Note that α is equal to the constant value of the Hamiltonian K. Solving this seconddegree algebraic equation for dW/dQ we obtain

\frac{dW}{dx}= -ax\pm \left[b^{2}-\left(1-a^{2}\right)x^{2}\right]^{{1}/{2}}  (9.42)

with x =\left(m \omega\right)^{{1}/{2}}Q, a = λ/2ω, b =\left({2\alpha}/{\omega}\right)^{{1}/{2}}. As far as solving (9.33) is concerned, the choice of sign in (9.42) is irrelevant – any complete integral will do. So we take

W = -\frac{ax^{2}}{2}+\int{\left[b^{2}-\left(1-a^{2}\right)x^{2}\right]^{{1}/{2}}dx}.  (9.43)

Let us consider the case a < 1 – that is, λ < 2ω. Defining γ =(1 − a²)^{{1}/{2}} there results

S = -\alpha t – \frac{ax^{2}}{2}+\int{\left(\frac{2\alpha }{\omega }-\gamma ^{2} x^{2}\right)}^{{1}/{2}}dx,  (9.44)

whence

\beta =\frac{\partial S}{\partial \alpha } =-t+\frac{1}{\omega } \int{\frac{dx}{\left(b^{2}-\gamma ^{2} x^{2}\right)^{{1}/{2}} } }=-t+\frac{1}{\omega \gamma }\sin ^{-1}\left(\frac{\gamma x}{b} \right).  (9.45)
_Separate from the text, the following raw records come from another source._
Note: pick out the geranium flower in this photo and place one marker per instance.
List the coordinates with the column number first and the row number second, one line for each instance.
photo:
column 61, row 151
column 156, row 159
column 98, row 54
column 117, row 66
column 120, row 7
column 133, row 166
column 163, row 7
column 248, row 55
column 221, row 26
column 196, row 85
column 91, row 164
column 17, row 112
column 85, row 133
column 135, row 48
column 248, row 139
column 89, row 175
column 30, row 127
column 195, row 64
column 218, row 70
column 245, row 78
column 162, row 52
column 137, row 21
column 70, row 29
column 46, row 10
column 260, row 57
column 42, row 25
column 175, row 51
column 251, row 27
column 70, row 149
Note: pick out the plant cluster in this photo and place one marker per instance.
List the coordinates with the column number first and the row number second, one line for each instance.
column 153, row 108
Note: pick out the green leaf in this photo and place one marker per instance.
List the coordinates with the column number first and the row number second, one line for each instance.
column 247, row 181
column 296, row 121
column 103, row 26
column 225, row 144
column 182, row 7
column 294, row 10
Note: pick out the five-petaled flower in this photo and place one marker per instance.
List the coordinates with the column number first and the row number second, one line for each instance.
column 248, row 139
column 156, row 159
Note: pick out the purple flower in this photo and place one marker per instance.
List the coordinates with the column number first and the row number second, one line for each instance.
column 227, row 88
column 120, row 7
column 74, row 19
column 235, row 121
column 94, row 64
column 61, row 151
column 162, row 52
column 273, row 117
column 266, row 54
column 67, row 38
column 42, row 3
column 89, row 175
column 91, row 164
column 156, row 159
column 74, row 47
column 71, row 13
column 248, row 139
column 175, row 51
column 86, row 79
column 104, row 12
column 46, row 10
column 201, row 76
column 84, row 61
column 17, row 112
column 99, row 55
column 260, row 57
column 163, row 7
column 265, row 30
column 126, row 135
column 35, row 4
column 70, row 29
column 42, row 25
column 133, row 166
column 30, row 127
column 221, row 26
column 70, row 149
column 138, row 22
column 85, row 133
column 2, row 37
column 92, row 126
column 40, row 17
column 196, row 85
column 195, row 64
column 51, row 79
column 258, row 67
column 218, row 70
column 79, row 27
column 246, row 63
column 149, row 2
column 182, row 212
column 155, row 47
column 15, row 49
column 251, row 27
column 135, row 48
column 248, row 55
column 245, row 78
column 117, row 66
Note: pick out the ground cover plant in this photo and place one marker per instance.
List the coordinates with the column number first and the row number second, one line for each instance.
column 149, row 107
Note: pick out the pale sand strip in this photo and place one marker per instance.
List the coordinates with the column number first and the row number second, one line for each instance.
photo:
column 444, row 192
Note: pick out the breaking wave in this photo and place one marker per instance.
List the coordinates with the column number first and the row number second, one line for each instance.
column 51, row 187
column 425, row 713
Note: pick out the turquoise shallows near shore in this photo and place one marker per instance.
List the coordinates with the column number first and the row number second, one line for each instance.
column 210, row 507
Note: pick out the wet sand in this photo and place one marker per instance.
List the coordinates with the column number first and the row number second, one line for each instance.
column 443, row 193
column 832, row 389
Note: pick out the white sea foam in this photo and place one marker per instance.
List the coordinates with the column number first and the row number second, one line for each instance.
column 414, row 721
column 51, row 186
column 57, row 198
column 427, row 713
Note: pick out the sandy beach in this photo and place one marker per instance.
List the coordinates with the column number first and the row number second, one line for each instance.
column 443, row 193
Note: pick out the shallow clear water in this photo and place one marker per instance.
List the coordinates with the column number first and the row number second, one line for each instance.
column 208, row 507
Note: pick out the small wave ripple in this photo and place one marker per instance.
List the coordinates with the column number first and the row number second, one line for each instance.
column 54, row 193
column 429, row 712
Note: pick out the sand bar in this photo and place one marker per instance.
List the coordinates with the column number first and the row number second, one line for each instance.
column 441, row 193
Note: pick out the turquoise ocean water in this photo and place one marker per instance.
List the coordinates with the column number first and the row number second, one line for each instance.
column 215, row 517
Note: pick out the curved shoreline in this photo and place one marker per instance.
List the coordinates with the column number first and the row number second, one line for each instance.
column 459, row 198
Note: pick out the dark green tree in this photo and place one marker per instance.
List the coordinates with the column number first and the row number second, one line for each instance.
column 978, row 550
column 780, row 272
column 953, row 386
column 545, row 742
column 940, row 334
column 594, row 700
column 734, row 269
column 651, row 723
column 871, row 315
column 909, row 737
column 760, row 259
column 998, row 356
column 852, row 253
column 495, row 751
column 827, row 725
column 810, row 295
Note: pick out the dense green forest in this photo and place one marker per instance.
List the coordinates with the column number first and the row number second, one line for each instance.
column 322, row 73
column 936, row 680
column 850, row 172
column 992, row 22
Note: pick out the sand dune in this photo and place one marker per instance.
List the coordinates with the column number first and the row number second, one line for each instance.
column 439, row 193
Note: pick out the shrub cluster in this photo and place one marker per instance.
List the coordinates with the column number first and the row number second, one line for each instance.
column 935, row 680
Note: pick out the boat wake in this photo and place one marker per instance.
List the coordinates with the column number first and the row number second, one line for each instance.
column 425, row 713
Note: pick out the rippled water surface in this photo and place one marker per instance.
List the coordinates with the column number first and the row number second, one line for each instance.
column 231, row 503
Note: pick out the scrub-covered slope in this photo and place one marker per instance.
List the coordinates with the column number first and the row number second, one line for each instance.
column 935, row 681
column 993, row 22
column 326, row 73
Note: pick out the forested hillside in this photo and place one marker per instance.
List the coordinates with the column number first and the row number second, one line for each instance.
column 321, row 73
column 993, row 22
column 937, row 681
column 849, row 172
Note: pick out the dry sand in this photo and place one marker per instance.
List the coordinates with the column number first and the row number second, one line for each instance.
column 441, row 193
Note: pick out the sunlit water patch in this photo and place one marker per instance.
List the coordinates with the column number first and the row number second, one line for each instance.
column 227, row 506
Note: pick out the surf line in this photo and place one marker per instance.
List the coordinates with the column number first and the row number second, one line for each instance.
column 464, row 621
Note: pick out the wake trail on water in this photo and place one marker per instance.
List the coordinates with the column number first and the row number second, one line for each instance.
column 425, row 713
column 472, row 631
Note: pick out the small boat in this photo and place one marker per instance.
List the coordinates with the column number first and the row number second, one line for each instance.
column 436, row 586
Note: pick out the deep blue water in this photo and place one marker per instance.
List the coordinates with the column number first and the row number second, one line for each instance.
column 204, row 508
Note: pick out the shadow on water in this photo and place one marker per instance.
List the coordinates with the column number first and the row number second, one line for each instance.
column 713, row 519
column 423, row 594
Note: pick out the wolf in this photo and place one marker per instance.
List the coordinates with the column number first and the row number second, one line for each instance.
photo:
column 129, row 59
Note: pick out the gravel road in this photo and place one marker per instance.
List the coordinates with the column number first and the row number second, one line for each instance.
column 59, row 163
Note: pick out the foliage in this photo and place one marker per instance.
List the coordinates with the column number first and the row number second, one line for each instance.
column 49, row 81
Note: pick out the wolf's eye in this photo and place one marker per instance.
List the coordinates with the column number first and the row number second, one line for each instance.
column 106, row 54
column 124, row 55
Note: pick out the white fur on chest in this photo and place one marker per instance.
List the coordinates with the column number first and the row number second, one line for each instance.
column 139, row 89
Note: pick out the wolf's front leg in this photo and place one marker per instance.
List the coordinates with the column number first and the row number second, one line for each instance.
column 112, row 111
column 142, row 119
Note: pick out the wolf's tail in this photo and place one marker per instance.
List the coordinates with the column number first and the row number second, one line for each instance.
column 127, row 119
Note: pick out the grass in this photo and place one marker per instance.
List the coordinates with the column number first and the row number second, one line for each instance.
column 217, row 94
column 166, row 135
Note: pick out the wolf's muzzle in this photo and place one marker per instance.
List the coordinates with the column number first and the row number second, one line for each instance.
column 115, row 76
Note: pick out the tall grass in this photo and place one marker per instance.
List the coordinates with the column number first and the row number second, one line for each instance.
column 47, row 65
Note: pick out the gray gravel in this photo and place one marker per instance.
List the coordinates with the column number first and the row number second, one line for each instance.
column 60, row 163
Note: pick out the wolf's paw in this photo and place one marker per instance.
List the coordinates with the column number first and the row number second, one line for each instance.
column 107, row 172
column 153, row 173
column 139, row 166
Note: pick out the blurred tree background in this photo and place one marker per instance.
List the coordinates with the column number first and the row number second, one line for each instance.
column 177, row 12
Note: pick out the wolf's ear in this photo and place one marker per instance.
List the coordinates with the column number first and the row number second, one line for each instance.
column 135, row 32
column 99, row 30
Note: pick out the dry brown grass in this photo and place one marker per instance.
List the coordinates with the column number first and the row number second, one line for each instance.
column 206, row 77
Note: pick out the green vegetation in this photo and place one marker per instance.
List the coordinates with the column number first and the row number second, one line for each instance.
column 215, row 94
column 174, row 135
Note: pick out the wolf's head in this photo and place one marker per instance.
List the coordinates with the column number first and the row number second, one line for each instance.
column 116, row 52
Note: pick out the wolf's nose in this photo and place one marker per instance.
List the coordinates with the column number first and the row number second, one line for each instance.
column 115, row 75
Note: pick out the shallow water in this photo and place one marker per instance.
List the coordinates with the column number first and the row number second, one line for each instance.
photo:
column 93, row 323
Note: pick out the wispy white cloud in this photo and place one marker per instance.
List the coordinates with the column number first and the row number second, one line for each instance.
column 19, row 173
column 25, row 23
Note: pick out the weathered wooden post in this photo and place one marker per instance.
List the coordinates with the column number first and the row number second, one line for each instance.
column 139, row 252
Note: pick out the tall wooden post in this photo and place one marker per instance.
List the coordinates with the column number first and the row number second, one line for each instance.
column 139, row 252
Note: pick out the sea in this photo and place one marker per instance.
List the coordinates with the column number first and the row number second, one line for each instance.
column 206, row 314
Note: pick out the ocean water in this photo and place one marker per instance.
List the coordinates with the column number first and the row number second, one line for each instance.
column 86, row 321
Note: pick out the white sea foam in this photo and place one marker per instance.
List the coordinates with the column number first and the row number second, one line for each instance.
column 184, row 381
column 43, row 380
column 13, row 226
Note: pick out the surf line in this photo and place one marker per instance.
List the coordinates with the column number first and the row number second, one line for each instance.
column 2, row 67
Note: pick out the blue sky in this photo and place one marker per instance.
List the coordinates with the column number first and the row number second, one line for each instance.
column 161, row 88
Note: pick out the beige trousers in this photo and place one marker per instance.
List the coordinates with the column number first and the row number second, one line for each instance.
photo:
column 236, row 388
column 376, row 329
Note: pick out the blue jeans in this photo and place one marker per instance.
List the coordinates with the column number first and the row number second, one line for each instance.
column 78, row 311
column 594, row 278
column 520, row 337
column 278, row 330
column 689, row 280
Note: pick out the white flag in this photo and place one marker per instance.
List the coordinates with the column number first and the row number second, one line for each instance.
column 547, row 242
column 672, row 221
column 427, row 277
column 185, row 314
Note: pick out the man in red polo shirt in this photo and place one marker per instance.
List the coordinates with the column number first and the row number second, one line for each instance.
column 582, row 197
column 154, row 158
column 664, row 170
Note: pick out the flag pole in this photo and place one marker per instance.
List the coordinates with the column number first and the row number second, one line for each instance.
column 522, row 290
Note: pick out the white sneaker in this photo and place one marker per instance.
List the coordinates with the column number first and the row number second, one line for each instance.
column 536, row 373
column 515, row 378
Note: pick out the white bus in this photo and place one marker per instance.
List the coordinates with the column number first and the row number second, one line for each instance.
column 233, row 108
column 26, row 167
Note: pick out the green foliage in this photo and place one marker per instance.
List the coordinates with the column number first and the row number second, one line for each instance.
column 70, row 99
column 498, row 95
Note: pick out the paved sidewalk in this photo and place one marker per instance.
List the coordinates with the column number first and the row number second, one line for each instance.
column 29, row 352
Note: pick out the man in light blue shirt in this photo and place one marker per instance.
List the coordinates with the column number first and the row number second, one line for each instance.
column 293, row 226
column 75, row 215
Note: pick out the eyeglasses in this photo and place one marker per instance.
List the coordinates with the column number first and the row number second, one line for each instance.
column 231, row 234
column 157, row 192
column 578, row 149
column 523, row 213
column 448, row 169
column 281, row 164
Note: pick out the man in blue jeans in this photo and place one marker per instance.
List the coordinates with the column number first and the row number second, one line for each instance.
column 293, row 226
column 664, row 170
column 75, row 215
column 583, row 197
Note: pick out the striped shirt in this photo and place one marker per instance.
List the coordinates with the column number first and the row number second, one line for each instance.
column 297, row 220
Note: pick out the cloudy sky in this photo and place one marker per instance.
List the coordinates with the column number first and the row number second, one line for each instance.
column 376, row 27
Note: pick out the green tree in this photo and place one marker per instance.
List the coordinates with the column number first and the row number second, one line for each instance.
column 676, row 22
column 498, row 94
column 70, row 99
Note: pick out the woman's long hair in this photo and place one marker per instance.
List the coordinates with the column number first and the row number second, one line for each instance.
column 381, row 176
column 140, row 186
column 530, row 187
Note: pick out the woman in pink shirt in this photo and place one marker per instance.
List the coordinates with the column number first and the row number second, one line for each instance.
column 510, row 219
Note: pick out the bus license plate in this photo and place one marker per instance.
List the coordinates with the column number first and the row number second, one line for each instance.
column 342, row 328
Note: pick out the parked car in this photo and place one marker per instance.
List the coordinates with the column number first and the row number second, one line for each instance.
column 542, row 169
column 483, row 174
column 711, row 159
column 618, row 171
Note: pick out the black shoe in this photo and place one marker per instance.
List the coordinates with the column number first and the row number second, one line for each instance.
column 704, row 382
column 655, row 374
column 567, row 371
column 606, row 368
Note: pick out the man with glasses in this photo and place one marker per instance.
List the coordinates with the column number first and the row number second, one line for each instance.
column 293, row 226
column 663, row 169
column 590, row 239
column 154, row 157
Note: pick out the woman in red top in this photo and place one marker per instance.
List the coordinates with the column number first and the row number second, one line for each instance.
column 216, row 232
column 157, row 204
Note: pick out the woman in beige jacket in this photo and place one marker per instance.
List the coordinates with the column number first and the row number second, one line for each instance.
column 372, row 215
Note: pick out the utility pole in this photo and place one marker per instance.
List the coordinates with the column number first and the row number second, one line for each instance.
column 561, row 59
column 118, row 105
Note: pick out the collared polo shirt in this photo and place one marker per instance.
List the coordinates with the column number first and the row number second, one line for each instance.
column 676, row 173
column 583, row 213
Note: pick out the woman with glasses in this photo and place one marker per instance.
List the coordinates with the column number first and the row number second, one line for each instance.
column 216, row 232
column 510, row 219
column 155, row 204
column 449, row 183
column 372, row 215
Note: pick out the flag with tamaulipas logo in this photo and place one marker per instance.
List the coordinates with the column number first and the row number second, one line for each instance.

Solving for x, returning to the variable Q and, finally, to the variable q, we find

q(t) = A e^{{-\lambda t}/{2}} \sin \left(\Omega t + \delta\right), \Omega= \left(\omega^{2} – {\lambda^{2}}/{4}\right)^{{1}/{2}},   (9.46)

where A and δ are constants determined by the initial conditions. Equation (9.46) is the usual solution for the damped oscillator in the weak damping case.